"I ask nothing better. I will only take Violanta with me."
"As you please."
At a sign from her mistress the camarista went up to the peons, who were still motionless, and gave them orders not to leave the clearing under any pretext before her return. Then, guided by Valentine, the two females proceeded toward the camp of the filibusters, Curumilla forming the rear guard. On arriving about a hundred yards from it Valentine stopped.
"What is the matter?" Doña Angela asked him.
"I hesitate about troubling my friend's repose. Perhaps he will be angry with me for having brought you to him."
"No," she said, "you are deceiving me: that is not your thought at this moment."

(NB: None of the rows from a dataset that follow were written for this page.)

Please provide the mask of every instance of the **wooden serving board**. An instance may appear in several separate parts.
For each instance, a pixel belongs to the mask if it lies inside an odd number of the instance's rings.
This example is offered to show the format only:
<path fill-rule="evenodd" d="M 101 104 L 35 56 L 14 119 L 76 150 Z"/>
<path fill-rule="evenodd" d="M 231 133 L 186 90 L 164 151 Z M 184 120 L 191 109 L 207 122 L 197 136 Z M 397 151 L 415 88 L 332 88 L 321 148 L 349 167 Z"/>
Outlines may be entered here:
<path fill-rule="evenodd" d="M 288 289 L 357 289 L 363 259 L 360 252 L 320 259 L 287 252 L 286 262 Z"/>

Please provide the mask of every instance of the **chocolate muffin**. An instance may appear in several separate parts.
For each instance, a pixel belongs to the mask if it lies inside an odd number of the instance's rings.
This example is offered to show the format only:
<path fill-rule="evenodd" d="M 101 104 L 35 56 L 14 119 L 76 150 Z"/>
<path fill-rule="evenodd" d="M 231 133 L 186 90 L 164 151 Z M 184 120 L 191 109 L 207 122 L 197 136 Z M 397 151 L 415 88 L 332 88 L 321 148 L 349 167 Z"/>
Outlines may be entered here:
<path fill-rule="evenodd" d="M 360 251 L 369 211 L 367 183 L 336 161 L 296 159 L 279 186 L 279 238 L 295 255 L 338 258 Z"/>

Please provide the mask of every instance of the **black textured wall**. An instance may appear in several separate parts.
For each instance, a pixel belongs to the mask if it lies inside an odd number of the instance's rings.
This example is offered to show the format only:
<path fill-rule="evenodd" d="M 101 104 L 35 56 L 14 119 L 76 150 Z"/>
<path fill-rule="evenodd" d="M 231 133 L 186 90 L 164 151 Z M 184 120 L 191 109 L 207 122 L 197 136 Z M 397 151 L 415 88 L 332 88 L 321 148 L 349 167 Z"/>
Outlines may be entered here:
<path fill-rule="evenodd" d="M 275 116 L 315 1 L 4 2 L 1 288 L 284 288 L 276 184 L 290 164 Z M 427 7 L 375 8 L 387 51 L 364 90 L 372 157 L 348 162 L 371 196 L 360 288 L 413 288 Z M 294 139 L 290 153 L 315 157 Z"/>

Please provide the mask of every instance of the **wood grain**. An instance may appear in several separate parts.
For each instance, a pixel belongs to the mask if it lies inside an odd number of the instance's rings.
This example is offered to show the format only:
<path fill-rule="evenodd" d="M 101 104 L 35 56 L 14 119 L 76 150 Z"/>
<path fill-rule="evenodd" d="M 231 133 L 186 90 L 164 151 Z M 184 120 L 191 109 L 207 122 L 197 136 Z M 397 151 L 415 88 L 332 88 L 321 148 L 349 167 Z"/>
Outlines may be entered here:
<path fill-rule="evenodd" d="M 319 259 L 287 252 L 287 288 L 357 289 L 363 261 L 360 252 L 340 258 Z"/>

He regarded her with amazement.
"Good heavens!" she continued with animation, "do you fancy I do not know what is troubling you now? It is to see a girl of my age, rich and well born, take what your countrymen would call an improper step, and which, were it known, would inevitably destroy her reputation. But we Americans are not like your cold and staid European women, who do everything by weight and measure. We love as we hate. It is not blood, but the lava of our volcanoes that circulates in our veins. My love is my life! I care naught for anything else. Remain here a few moments, and let me go on alone. Don Louis, I am convinced, will understand and appreciate my conduct at its just value. He is no common man, I tell you. I love him. In a love so true and ardent as mine there is a certain magnetic attraction which will prevent it being spurned."
The young Mexican was splendidly lovely as she uttered these words. With her head thrown haughtily back, her flashing eye and quivering lip, she was at once a virgin and a Bacchante. Subdued, in spite of himself, by the maiden's accent, and dazzled by her glorious beauty, the hunter bowed respectfully before her, and said, with considerable emotion in his voice,—
"Go, then; and may Heaven grant that, by your aid, my brother may be again led to take an interest in life!"